Fourteen pigs aged less than 5 months (weighing 40 to 60 kg) were used after a minimum of 12 days acclimation in the animal facility of the Institute for Biodiagnostics. All pigs were fasted with access to water for 12 hours before surgery. All animals received humane care in compliance with the guidelines of the Canadian Council on Animal Care.

Surgical preparation
As described previously [7, 8, 11], preanesthesia was induced with midazolam (0.3 mg · g-1, IM), ketamine (20 mg · g-1, IM), and atropine (0.02 mg · g-1, IM). Muscle relaxation was obtained with pancuronium 0.1 mg · g-1. After endotracheal intubation, the pig was ventilated mechanically with 60% oxygen and 40% air. The ventilator rate and tidal volume were adjusted to maintain arterial CO2 tension between 35 and 45 mm Hg at normal temperature. Anesthesia was maintained with 1.5% to 2.0% isoflurane. Urine was collected through a bladder catheter. A temperature probe was placed in the esophagus.
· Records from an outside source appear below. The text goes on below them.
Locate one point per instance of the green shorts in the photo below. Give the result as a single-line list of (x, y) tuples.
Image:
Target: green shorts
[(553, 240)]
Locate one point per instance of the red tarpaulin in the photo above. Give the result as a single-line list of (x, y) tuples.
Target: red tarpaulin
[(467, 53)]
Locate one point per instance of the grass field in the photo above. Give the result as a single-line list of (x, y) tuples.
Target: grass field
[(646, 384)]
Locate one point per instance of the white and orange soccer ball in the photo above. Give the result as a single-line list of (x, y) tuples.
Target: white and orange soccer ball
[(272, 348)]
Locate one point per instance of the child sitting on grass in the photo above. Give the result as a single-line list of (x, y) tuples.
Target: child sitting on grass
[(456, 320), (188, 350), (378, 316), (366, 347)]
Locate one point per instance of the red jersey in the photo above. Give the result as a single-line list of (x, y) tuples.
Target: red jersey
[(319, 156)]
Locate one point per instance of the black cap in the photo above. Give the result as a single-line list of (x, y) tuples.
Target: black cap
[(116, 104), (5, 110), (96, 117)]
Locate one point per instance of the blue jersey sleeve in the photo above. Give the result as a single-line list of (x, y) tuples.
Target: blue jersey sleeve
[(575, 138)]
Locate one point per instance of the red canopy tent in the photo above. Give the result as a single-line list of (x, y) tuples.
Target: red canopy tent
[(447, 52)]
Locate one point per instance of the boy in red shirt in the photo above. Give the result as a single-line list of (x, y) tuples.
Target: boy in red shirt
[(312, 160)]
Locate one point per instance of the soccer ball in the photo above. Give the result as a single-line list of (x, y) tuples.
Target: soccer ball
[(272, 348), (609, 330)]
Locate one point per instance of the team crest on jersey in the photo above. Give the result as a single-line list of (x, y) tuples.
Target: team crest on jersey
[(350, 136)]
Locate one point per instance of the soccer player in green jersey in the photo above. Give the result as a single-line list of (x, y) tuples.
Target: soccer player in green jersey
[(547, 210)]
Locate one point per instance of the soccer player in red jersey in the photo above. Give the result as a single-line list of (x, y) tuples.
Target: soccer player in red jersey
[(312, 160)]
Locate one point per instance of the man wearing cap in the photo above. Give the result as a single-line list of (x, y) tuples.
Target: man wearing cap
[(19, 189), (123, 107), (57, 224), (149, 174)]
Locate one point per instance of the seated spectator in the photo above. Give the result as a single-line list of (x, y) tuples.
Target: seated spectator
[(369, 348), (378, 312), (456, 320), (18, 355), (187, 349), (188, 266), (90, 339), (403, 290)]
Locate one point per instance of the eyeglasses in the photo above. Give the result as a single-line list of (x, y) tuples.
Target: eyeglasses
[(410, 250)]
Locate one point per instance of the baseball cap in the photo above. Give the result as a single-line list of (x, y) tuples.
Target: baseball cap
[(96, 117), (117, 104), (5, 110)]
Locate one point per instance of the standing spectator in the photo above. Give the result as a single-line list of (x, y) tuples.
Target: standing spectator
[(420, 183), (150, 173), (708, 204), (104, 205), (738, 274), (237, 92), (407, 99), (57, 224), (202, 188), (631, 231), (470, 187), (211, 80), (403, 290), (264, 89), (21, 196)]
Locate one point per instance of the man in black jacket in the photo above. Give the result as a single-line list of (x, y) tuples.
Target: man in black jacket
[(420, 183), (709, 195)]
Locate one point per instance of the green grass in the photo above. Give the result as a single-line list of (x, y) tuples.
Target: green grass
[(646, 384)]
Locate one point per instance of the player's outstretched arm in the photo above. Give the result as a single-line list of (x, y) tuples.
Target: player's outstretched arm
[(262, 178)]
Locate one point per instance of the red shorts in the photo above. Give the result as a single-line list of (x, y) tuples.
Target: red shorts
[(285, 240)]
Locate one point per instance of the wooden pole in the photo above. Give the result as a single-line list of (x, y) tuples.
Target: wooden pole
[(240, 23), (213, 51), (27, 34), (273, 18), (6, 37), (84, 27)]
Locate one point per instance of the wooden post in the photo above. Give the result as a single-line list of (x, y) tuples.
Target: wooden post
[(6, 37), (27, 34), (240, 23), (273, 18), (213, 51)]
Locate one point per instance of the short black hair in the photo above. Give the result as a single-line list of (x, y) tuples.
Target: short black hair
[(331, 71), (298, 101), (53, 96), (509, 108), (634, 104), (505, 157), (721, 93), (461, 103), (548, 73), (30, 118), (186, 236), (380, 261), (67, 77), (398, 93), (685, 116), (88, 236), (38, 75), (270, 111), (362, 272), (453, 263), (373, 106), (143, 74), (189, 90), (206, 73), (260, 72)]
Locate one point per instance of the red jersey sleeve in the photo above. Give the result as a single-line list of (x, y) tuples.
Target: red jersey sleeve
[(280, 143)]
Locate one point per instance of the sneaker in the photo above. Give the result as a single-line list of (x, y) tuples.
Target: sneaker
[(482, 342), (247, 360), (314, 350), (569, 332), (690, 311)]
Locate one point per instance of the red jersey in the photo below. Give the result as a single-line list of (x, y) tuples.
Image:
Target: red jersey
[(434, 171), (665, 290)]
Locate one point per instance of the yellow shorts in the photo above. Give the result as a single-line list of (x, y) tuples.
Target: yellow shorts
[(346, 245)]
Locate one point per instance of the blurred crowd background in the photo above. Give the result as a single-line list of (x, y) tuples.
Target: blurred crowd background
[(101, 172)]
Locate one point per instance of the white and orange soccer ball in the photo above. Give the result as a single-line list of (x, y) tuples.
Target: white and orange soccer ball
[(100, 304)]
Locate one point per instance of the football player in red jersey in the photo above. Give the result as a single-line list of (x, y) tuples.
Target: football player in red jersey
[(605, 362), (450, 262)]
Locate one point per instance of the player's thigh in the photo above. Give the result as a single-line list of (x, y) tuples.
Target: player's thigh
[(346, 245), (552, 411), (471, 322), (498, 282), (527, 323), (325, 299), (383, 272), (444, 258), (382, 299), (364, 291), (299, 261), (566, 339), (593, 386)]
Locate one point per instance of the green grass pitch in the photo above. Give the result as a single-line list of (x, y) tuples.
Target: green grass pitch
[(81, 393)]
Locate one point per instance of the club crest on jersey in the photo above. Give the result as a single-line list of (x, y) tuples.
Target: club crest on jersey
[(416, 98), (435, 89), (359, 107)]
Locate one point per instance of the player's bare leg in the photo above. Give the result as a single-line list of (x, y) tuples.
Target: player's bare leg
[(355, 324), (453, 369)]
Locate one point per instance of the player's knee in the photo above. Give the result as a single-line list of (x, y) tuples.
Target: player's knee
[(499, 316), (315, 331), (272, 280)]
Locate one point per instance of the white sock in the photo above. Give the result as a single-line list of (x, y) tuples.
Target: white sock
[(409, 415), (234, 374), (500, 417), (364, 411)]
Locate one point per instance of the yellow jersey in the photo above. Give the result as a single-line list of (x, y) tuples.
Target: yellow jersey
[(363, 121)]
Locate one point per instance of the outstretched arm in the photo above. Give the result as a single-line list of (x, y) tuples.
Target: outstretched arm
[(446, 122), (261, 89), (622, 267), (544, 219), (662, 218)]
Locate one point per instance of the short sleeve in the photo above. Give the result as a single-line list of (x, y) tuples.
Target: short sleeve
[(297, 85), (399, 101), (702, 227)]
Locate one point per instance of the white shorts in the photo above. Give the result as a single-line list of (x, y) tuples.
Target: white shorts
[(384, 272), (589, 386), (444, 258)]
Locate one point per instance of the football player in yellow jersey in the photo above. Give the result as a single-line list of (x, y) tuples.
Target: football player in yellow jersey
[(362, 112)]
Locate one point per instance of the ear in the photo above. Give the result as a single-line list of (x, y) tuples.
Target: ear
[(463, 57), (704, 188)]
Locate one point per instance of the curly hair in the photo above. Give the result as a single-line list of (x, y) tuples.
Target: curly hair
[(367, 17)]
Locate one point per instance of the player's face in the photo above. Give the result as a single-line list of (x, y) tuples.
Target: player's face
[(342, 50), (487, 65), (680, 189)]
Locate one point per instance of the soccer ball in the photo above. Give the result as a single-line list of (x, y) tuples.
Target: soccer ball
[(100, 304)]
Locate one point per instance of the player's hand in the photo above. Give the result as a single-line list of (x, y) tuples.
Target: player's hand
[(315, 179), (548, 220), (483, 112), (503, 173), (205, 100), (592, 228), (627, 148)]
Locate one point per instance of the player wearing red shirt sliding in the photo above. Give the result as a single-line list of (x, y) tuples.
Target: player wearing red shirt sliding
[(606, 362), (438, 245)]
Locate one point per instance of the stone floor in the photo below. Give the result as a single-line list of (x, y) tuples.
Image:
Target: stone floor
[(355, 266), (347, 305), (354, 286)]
Because direct monitoring of brain temperature is not practical and not used clinically, esophageal temperature was used to monitor body core temperature.

The right temporal muscle was exposed, retracted, and partially excised. Two small holes (0.4 cm and 0.2 cm diameter) were made in the skull bone using a burr drill. The dura was exposed and remained intact. The holes were prepared for placement of NIR spectroscopy and laser flowmeter probes.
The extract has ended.